Excel is a huge venue but RootsTech is for a certain demographic and if you had mobility issues but weren’t in a wheel chair, the walk from the lifts or escalators to the presentation rooms was quite a hike.

Tech support was good, the computer and data projector worked well and everyone could see the screen in the smaller rooms, but it was more difficult to see in some of the larger rooms if your seat was right at the back.

The rooms for most of the general sessions were around the same size so there were sessions where the room couldn’t hold another person so some missed out. This is not something that can be known in advance by the organisers but would have been disappointing for those who really wanted to hear that particular presentation

The exhibition

As expected, Ancestry, FindMyPast and the DNA companies were busy all of the time but the Ministry of Defence, Society of Genealogists and the Guild of One-Name Studies appeared to have a steady flow of customers on the occasions when I walked through. There were numerous other smaller exhibitors and each of these would have gained wonderful exposure for their activities.

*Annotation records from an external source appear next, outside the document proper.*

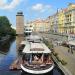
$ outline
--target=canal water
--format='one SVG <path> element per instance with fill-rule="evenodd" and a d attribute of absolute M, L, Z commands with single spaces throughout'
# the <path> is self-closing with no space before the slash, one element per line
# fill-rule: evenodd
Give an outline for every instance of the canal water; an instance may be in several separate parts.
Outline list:
<path fill-rule="evenodd" d="M 24 37 L 18 36 L 16 40 L 8 40 L 0 43 L 0 75 L 31 75 L 20 71 L 10 71 L 9 66 L 11 63 L 20 56 L 17 48 L 19 43 L 24 40 Z M 60 69 L 55 65 L 52 73 L 46 75 L 64 75 Z"/>

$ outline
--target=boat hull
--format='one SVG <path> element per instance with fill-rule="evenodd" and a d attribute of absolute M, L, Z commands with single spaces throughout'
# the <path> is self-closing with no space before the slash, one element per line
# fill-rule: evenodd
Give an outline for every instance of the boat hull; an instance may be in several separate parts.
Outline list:
<path fill-rule="evenodd" d="M 21 64 L 21 69 L 23 70 L 23 72 L 26 72 L 26 73 L 30 73 L 30 74 L 39 74 L 39 75 L 41 75 L 41 74 L 46 74 L 46 73 L 49 73 L 49 72 L 51 72 L 52 70 L 53 70 L 53 68 L 54 68 L 54 64 L 50 67 L 50 68 L 48 68 L 48 69 L 45 69 L 45 70 L 30 70 L 30 69 L 27 69 L 27 68 L 25 68 L 22 64 Z"/>

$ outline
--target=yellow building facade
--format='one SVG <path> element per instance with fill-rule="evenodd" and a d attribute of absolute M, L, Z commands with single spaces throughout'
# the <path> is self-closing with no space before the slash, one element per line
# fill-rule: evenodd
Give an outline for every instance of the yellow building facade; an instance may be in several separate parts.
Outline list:
<path fill-rule="evenodd" d="M 65 15 L 64 15 L 64 10 L 61 9 L 58 11 L 58 32 L 59 33 L 64 33 L 64 19 L 65 19 Z"/>

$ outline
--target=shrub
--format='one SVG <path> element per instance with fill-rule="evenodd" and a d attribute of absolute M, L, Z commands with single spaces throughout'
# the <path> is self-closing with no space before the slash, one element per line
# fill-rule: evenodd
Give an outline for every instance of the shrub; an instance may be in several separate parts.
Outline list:
<path fill-rule="evenodd" d="M 62 64 L 62 65 L 66 65 L 67 62 L 65 62 L 64 60 L 61 60 L 61 64 Z"/>

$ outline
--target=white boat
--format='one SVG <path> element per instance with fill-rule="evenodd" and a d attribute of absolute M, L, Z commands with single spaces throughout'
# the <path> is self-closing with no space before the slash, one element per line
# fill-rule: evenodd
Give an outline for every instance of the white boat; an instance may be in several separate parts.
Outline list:
<path fill-rule="evenodd" d="M 43 42 L 27 42 L 23 49 L 21 69 L 30 74 L 45 74 L 53 70 L 51 51 Z"/>

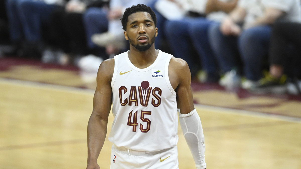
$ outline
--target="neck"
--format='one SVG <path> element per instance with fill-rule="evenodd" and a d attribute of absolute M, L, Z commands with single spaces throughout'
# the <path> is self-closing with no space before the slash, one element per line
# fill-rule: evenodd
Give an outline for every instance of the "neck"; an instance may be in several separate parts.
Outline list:
<path fill-rule="evenodd" d="M 155 49 L 153 44 L 149 49 L 145 51 L 140 51 L 132 45 L 130 45 L 129 58 L 134 66 L 139 68 L 147 67 L 151 65 L 157 58 L 159 50 Z"/>

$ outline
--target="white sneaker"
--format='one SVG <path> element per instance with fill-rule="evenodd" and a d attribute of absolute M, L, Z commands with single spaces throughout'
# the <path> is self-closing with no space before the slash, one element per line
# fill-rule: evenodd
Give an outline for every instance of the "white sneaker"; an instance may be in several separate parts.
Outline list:
<path fill-rule="evenodd" d="M 105 47 L 108 44 L 112 44 L 121 49 L 125 46 L 124 37 L 114 36 L 108 32 L 95 34 L 91 37 L 92 42 L 101 47 Z"/>
<path fill-rule="evenodd" d="M 301 80 L 298 81 L 296 84 L 292 82 L 289 82 L 287 86 L 287 91 L 289 94 L 297 95 L 300 94 L 299 90 L 301 90 Z M 298 86 L 297 86 L 298 85 Z M 298 88 L 299 88 L 298 89 Z"/>
<path fill-rule="evenodd" d="M 82 70 L 97 72 L 99 65 L 103 61 L 100 57 L 89 54 L 81 58 L 78 61 L 78 66 Z"/>
<path fill-rule="evenodd" d="M 240 87 L 240 77 L 236 71 L 232 70 L 225 74 L 219 82 L 219 84 L 225 87 L 227 90 L 235 91 Z"/>
<path fill-rule="evenodd" d="M 245 89 L 249 89 L 255 87 L 258 83 L 258 81 L 246 79 L 241 82 L 241 88 Z"/>

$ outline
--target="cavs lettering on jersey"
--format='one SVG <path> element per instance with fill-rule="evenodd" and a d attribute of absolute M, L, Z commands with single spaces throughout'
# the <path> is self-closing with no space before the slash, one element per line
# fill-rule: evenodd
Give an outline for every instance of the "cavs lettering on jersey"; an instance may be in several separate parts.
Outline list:
<path fill-rule="evenodd" d="M 176 93 L 168 77 L 172 57 L 159 50 L 144 69 L 135 66 L 128 52 L 114 57 L 111 85 L 114 120 L 109 140 L 117 147 L 157 151 L 178 142 Z"/>

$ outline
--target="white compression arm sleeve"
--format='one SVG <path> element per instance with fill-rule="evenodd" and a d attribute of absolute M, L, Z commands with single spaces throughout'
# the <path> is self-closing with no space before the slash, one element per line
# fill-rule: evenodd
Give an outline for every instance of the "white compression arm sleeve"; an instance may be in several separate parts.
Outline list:
<path fill-rule="evenodd" d="M 205 144 L 202 123 L 195 109 L 190 113 L 179 113 L 180 124 L 184 137 L 189 147 L 198 169 L 206 167 L 205 162 Z"/>

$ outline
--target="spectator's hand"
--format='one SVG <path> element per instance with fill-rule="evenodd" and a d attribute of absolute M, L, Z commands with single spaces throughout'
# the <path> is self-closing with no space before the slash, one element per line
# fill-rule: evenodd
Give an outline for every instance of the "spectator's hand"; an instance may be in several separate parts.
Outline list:
<path fill-rule="evenodd" d="M 89 163 L 86 169 L 100 169 L 99 166 L 96 163 Z"/>
<path fill-rule="evenodd" d="M 121 18 L 123 14 L 121 9 L 116 9 L 111 10 L 108 13 L 108 19 L 109 20 L 114 20 Z"/>
<path fill-rule="evenodd" d="M 71 0 L 66 4 L 65 9 L 68 12 L 83 12 L 86 10 L 86 5 L 77 0 Z"/>
<path fill-rule="evenodd" d="M 225 35 L 238 35 L 241 32 L 241 29 L 233 22 L 230 18 L 225 19 L 221 25 L 222 33 Z"/>

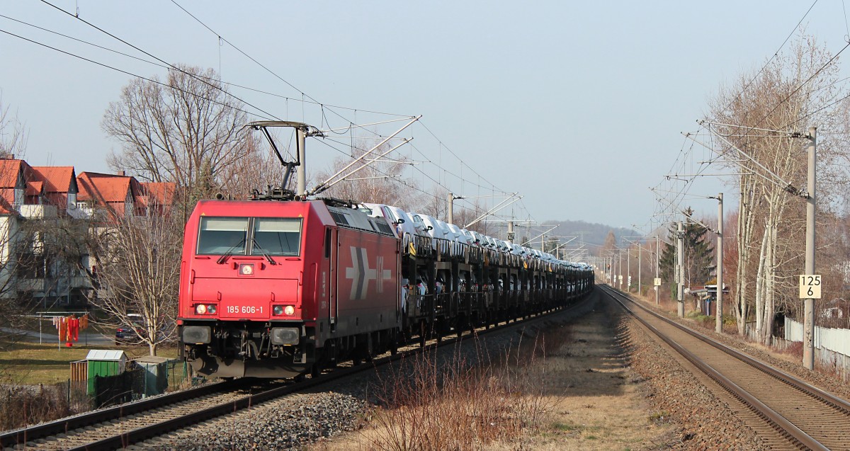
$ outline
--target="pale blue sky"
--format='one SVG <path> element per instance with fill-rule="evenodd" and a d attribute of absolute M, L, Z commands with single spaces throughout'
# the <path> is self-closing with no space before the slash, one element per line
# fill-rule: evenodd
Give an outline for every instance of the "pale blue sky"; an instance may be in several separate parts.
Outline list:
<path fill-rule="evenodd" d="M 403 136 L 415 138 L 416 150 L 402 153 L 427 155 L 435 164 L 422 171 L 456 193 L 490 194 L 478 185 L 495 185 L 524 195 L 514 205 L 517 216 L 618 227 L 648 222 L 656 210 L 648 187 L 673 166 L 680 132 L 696 128 L 718 87 L 776 52 L 812 5 L 177 2 L 299 93 L 233 48 L 219 47 L 213 33 L 170 1 L 50 3 L 78 8 L 81 19 L 168 62 L 220 68 L 225 82 L 357 109 L 358 122 L 388 118 L 363 110 L 422 115 L 443 145 L 415 126 Z M 844 8 L 840 0 L 820 0 L 804 21 L 834 53 L 847 34 Z M 4 1 L 0 14 L 148 58 L 40 1 Z M 6 18 L 0 30 L 133 74 L 166 73 Z M 118 144 L 99 124 L 130 76 L 4 33 L 0 56 L 3 103 L 29 128 L 26 160 L 107 171 L 105 157 Z M 280 118 L 321 125 L 314 105 L 232 92 Z M 350 110 L 335 111 L 354 119 Z M 326 116 L 342 125 L 332 113 Z M 338 155 L 323 145 L 310 149 L 315 165 Z M 429 179 L 419 172 L 415 178 L 428 190 Z M 698 194 L 724 189 L 717 180 L 700 183 Z M 713 201 L 693 205 L 712 215 L 717 209 Z"/>

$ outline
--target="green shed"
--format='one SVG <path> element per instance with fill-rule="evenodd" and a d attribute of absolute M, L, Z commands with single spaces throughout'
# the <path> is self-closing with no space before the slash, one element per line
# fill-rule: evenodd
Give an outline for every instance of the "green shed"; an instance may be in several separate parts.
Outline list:
<path fill-rule="evenodd" d="M 88 369 L 89 395 L 94 393 L 95 376 L 114 376 L 124 372 L 127 367 L 127 353 L 123 351 L 109 349 L 93 349 L 86 356 Z"/>

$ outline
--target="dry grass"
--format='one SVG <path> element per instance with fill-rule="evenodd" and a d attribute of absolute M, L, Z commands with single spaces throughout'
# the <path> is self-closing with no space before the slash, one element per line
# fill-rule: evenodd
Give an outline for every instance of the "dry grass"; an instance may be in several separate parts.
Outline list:
<path fill-rule="evenodd" d="M 486 368 L 452 361 L 440 371 L 434 356 L 399 366 L 377 391 L 399 397 L 383 397 L 360 431 L 309 449 L 667 448 L 676 426 L 646 403 L 616 317 L 554 317 L 544 330 L 521 331 L 511 351 L 483 359 Z M 425 390 L 413 392 L 417 386 Z"/>
<path fill-rule="evenodd" d="M 17 429 L 70 414 L 71 403 L 63 386 L 0 387 L 0 430 Z"/>
<path fill-rule="evenodd" d="M 472 450 L 540 426 L 546 398 L 515 356 L 506 352 L 501 364 L 478 367 L 458 355 L 440 363 L 429 353 L 390 372 L 367 430 L 371 448 Z"/>
<path fill-rule="evenodd" d="M 36 386 L 66 382 L 71 377 L 71 362 L 84 360 L 92 349 L 122 349 L 128 358 L 148 354 L 146 347 L 103 347 L 76 344 L 60 347 L 56 343 L 18 341 L 0 352 L 0 383 Z M 162 348 L 161 356 L 175 358 L 176 348 Z"/>

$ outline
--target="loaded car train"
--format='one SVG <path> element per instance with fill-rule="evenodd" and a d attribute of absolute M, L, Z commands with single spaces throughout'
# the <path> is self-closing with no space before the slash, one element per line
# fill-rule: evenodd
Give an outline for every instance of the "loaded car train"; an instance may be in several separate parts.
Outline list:
<path fill-rule="evenodd" d="M 588 265 L 426 215 L 258 197 L 202 200 L 186 224 L 179 349 L 201 375 L 315 375 L 592 289 Z"/>

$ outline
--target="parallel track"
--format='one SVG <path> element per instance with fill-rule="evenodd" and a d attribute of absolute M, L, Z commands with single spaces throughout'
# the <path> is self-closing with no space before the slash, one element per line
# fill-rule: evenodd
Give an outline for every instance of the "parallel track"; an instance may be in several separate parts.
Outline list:
<path fill-rule="evenodd" d="M 554 311 L 563 310 L 558 308 Z M 551 312 L 530 315 L 529 319 L 541 318 L 549 313 Z M 513 323 L 506 322 L 501 326 L 477 329 L 474 333 L 483 335 L 494 332 L 513 326 L 517 322 L 514 319 Z M 461 337 L 441 337 L 439 342 L 432 340 L 424 347 L 411 346 L 395 355 L 375 359 L 371 364 L 340 366 L 330 373 L 300 382 L 284 383 L 275 380 L 242 378 L 105 409 L 0 435 L 0 448 L 26 448 L 28 450 L 119 449 L 270 399 L 372 369 L 375 366 L 387 364 L 399 358 L 410 358 L 423 350 L 450 346 L 457 340 L 468 338 L 471 335 L 472 332 L 467 332 Z"/>
<path fill-rule="evenodd" d="M 772 448 L 850 447 L 847 401 L 685 328 L 610 287 L 600 288 L 710 378 L 706 387 Z"/>

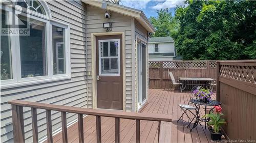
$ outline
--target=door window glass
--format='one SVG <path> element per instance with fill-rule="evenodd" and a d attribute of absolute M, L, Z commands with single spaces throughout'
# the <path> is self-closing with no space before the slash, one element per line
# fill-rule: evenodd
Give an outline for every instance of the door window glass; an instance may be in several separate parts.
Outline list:
<path fill-rule="evenodd" d="M 120 74 L 119 40 L 99 42 L 100 75 Z"/>

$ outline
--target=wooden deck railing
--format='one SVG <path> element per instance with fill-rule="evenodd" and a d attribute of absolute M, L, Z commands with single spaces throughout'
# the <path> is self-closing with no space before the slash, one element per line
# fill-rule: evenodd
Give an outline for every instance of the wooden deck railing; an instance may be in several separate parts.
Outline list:
<path fill-rule="evenodd" d="M 217 79 L 216 61 L 170 61 L 148 62 L 150 88 L 167 89 L 171 84 L 169 72 L 175 78 L 210 77 Z"/>
<path fill-rule="evenodd" d="M 20 100 L 9 101 L 12 104 L 12 122 L 13 127 L 14 142 L 24 142 L 24 119 L 23 107 L 31 108 L 33 142 L 38 141 L 37 112 L 37 108 L 46 109 L 46 124 L 47 129 L 47 142 L 53 142 L 52 129 L 51 110 L 61 112 L 61 125 L 62 141 L 68 142 L 68 132 L 67 128 L 67 112 L 77 113 L 78 122 L 79 142 L 83 142 L 83 115 L 95 116 L 96 123 L 97 142 L 101 142 L 101 117 L 115 118 L 115 141 L 120 142 L 120 119 L 136 120 L 136 142 L 140 142 L 140 120 L 158 122 L 158 141 L 161 121 L 172 122 L 170 116 L 165 115 L 152 115 L 142 113 L 126 112 L 122 111 L 108 111 L 40 103 Z"/>
<path fill-rule="evenodd" d="M 229 139 L 256 139 L 256 60 L 218 61 L 217 99 Z"/>

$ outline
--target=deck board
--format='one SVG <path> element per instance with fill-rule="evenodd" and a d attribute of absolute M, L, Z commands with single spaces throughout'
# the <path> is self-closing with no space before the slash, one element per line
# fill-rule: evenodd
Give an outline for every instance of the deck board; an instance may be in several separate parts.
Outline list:
<path fill-rule="evenodd" d="M 214 95 L 214 99 L 216 96 Z M 187 104 L 189 100 L 189 93 L 180 93 L 179 91 L 167 91 L 160 89 L 150 89 L 146 105 L 141 112 L 154 114 L 169 115 L 172 117 L 172 123 L 164 123 L 168 127 L 164 130 L 165 138 L 161 140 L 165 142 L 209 142 L 210 133 L 208 129 L 198 125 L 192 132 L 187 128 L 188 120 L 184 116 L 178 123 L 177 121 L 182 114 L 179 104 Z M 207 108 L 207 112 L 210 107 Z M 204 110 L 200 109 L 201 116 L 204 114 Z M 189 116 L 191 116 L 189 114 Z M 101 117 L 102 141 L 115 142 L 115 119 Z M 120 140 L 121 142 L 135 142 L 135 121 L 127 119 L 120 119 Z M 161 124 L 161 125 L 162 125 Z M 88 116 L 83 118 L 83 134 L 84 141 L 96 142 L 95 117 Z M 190 127 L 193 124 L 190 125 Z M 141 142 L 157 142 L 158 140 L 158 123 L 157 122 L 141 121 Z M 69 142 L 78 142 L 78 124 L 76 123 L 68 128 Z M 55 142 L 62 142 L 62 134 L 60 132 L 53 136 Z"/>

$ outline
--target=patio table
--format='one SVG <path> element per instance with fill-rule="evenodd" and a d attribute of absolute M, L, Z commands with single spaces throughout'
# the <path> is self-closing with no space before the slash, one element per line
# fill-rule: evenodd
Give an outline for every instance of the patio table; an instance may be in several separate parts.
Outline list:
<path fill-rule="evenodd" d="M 190 102 L 191 103 L 194 103 L 195 105 L 196 106 L 196 121 L 194 123 L 193 127 L 192 127 L 192 129 L 190 129 L 190 131 L 192 131 L 192 129 L 197 127 L 197 125 L 198 124 L 198 123 L 199 123 L 199 124 L 200 124 L 201 125 L 201 123 L 199 122 L 199 121 L 204 122 L 205 128 L 206 129 L 206 122 L 209 121 L 209 118 L 206 119 L 206 118 L 205 118 L 204 119 L 202 119 L 200 118 L 199 110 L 200 109 L 200 105 L 205 106 L 204 111 L 205 114 L 206 114 L 206 107 L 207 106 L 212 106 L 220 105 L 221 104 L 221 103 L 220 102 L 214 100 L 210 100 L 208 102 L 203 102 L 200 101 L 199 99 L 191 99 Z M 212 110 L 214 108 L 214 107 L 212 108 L 210 110 L 209 112 L 210 112 L 210 111 Z"/>
<path fill-rule="evenodd" d="M 211 82 L 214 82 L 215 80 L 211 78 L 208 77 L 180 77 L 179 80 L 182 83 L 181 92 L 186 88 L 187 85 L 205 85 L 205 87 L 208 89 L 207 85 L 208 83 L 211 83 Z M 194 83 L 188 83 L 187 82 L 189 81 L 194 81 Z M 198 81 L 206 81 L 205 84 L 200 84 L 198 83 Z"/>

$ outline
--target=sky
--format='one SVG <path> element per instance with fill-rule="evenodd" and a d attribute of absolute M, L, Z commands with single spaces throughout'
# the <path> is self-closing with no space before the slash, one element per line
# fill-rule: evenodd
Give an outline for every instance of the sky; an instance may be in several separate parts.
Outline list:
<path fill-rule="evenodd" d="M 121 0 L 120 5 L 142 10 L 146 16 L 157 17 L 157 10 L 161 9 L 169 9 L 173 15 L 175 15 L 176 6 L 184 6 L 184 1 L 175 0 Z"/>

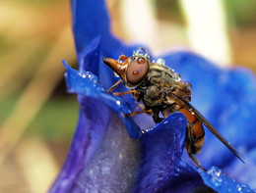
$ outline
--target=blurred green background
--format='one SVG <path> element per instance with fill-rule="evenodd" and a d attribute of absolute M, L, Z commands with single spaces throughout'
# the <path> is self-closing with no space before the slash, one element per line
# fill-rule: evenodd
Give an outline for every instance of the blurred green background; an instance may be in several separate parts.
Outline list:
<path fill-rule="evenodd" d="M 132 21 L 133 1 L 106 1 L 112 31 L 124 41 L 147 43 L 155 54 L 192 49 L 224 68 L 256 72 L 256 1 L 213 0 L 206 16 L 202 0 L 193 1 L 192 12 L 187 0 L 142 0 L 140 15 L 132 14 L 148 18 L 145 24 Z M 2 0 L 0 18 L 0 192 L 45 192 L 64 163 L 79 112 L 61 64 L 65 59 L 77 68 L 69 1 Z M 210 35 L 208 24 L 221 35 Z M 226 49 L 212 56 L 220 49 L 195 43 L 193 27 Z"/>

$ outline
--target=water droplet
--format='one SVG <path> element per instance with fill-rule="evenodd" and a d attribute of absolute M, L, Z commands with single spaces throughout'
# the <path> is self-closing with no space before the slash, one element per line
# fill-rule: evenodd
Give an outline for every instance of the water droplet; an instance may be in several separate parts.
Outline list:
<path fill-rule="evenodd" d="M 251 188 L 247 184 L 243 184 L 242 189 L 244 189 L 246 192 L 251 192 Z"/>
<path fill-rule="evenodd" d="M 165 65 L 165 61 L 162 58 L 159 58 L 157 60 L 157 64 L 159 64 L 159 65 Z"/>
<path fill-rule="evenodd" d="M 193 109 L 189 109 L 189 112 L 194 116 L 195 115 L 195 112 Z"/>
<path fill-rule="evenodd" d="M 179 73 L 174 73 L 173 74 L 173 80 L 174 81 L 180 81 L 181 79 L 181 75 Z"/>
<path fill-rule="evenodd" d="M 165 121 L 163 122 L 163 124 L 166 124 L 166 123 L 168 123 L 168 121 Z"/>
<path fill-rule="evenodd" d="M 119 75 L 114 72 L 114 76 L 119 77 Z"/>

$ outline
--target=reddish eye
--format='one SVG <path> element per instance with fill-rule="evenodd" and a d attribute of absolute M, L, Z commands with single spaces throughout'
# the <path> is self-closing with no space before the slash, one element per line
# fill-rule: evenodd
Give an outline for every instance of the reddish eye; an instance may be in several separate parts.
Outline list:
<path fill-rule="evenodd" d="M 144 58 L 132 61 L 126 71 L 126 79 L 130 84 L 140 83 L 149 72 L 149 62 Z"/>
<path fill-rule="evenodd" d="M 139 75 L 139 73 L 140 73 L 140 72 L 139 72 L 138 71 L 136 71 L 136 70 L 133 72 L 133 74 L 134 74 L 134 75 Z"/>
<path fill-rule="evenodd" d="M 139 64 L 144 64 L 146 62 L 146 60 L 142 57 L 140 57 L 137 61 Z"/>

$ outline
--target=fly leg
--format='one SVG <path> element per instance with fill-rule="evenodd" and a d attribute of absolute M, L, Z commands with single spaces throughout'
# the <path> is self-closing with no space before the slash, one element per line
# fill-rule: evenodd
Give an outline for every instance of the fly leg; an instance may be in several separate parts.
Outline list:
<path fill-rule="evenodd" d="M 134 117 L 136 115 L 139 115 L 139 114 L 148 114 L 148 115 L 151 115 L 152 114 L 152 110 L 142 110 L 142 111 L 138 111 L 138 112 L 133 112 L 133 113 L 130 113 L 130 114 L 125 114 L 125 116 L 129 116 L 129 117 Z"/>
<path fill-rule="evenodd" d="M 204 171 L 207 171 L 207 169 L 204 167 L 202 167 L 200 162 L 197 160 L 197 158 L 193 154 L 193 138 L 194 137 L 193 137 L 193 134 L 191 131 L 192 131 L 191 127 L 187 126 L 186 149 L 187 149 L 188 156 L 200 169 L 202 169 Z"/>
<path fill-rule="evenodd" d="M 132 94 L 134 98 L 138 101 L 140 98 L 139 92 L 137 90 L 128 90 L 126 92 L 114 92 L 113 95 L 115 96 L 121 96 L 125 94 Z"/>
<path fill-rule="evenodd" d="M 108 93 L 112 92 L 113 89 L 115 89 L 119 85 L 119 83 L 121 83 L 121 82 L 122 82 L 122 79 L 119 79 L 117 82 L 115 82 L 114 85 L 112 85 L 110 88 L 108 88 L 107 92 Z"/>
<path fill-rule="evenodd" d="M 153 120 L 156 123 L 160 122 L 163 118 L 160 118 L 160 110 L 153 111 Z"/>

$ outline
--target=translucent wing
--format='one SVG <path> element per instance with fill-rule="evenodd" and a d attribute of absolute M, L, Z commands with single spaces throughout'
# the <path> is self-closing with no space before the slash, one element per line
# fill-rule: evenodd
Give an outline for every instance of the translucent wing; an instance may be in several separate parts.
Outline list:
<path fill-rule="evenodd" d="M 180 99 L 176 95 L 170 93 L 171 97 L 180 104 L 182 107 L 187 109 L 193 116 L 195 116 L 220 141 L 222 141 L 242 163 L 244 163 L 244 157 L 228 142 L 222 134 L 194 108 L 190 103 Z"/>

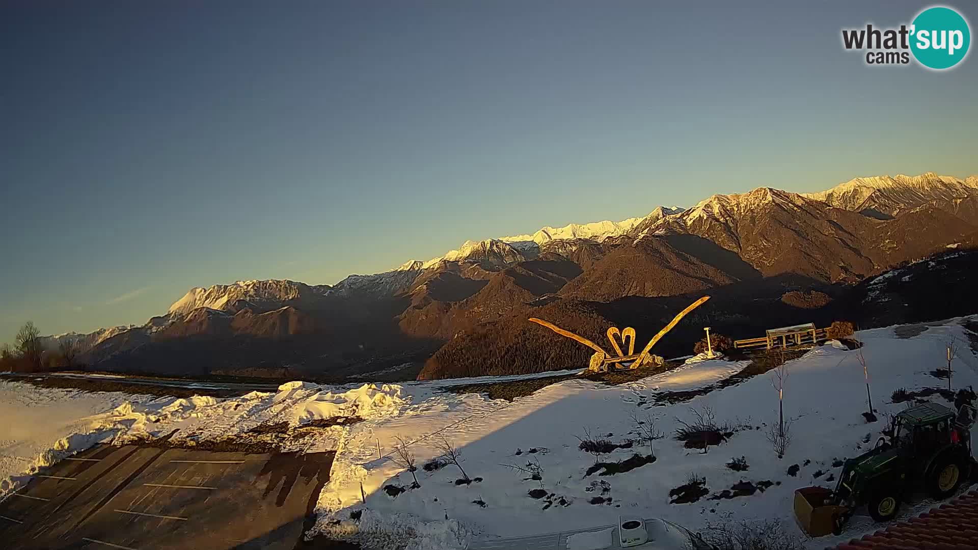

The networking and overall

As a speaker, I was paid for the event but it was a very thoughtful gesture for the organisers to provide a small gift and handwritten card for each speaker. This was not expected but was appreciated by all of those to whom I spoke. The speaker’s room was small but well appointed with water and snacks available. This was a great place to just sit for a bit but you could also network with others who came in and out of the room.

Would I come back to another RootsTech London? Well, the answer to that has to be yes because I have already booked in for RootsTech in Salt Lake City next year. 

It was terrific to meet people I have only communicated with either by email or phone. This was a great experience and I am very much looking forward to the 10th anniversary in Salt Lake City in 2020.